WHEN Annabel Nnochiri was told she only had two and a half years to live - she wrote a bucket list, as a lot of people do.
But what was sitting at the very top of her list is probably not quite so common.
The 58-year-old, from North London, whose bone cancer progressed to stage four last year, wanted to leave her husband of 28 years.
"I made a bucket list and the first thing was to leave my husband. I had a good life but just felt completely trapped and wanted to break free," Annabel said.
"Knowing I had a short time to go I knew I couldn't live the rest of my life just being a housewife.
Although she had every intention of secretly escaping from her married life - she first ran the grand plan by her 19-year-old son and 16-year-old daughter.
"If they had not agreed I wouldn't have done it, but they both said I would be happier if I left," she said.
She nutted out her new life over the next six months and sneakily bought a flat with some inheritance money.
"When I told him he thought it was just a phase and that I would go back to him."
But he couldn't have been more wrong.
Annabel had beaten breast cancer in 2010 but two years later, in January 2012, was left devastated when her parents died in a crash.
In March that year, she developed a pain in her leg and by June it was so intense that she "couldn't bear it".
A biopsy revealed a tumour in her hip.
"The breast cancer had metastasised into my bones. I'd talked with others for a long while about ending my marriage," Annabel said.
"But when I was diagnosed as terminal I thought 'I've got two-and-a-half years left and I don't want to be in this house. I don't want to be cooking dinner every night - I want to be free!'"

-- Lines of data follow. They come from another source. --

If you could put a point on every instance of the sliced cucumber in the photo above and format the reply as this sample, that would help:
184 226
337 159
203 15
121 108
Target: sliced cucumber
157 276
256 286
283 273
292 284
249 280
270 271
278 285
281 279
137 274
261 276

Now she and her ex, who met at university, have a good relationship.
"I didn't leave to be with someone else but I have had a very happy love life since then - and he has found someone else and is happy too," she says.
An art teacher, Annabel also got back into her painting, took up salsa dancing and went travelling.
"I used to be anxious, worrying what people thought of me," she explains.
"Now I just don't care because of the cancer. My children are far happier and we are all closer.
"My daughter says I'm her role model, I've learned to be more selfish - but I also help others with cancer.
"When I'm in hospital I always try to reassure people who are nervous. Some are petrified. Someone did that for me and it made such a difference."
Five years after her initial diagnosis - Annabel says it has made her a more confident person.
"If I hadn't had cancer I would have been a dull person. But because of it I've become a much braver, naughty older woman," she said.
"I could live a few more years. I do still want to live - for my children, to see my grandchildren."
Annabel dislikes being referred to as a cancer survivor.
"I'm just getting on with it. Living with it. It's a long journey," she said.
"When I got my terminal diagnosis I was so angry with God that I stopped going to church.
"You just have to get through the anger and grief and accept it. What came eventually was calmness, wisdom and spirituality. If you show kindness it will always come back to you."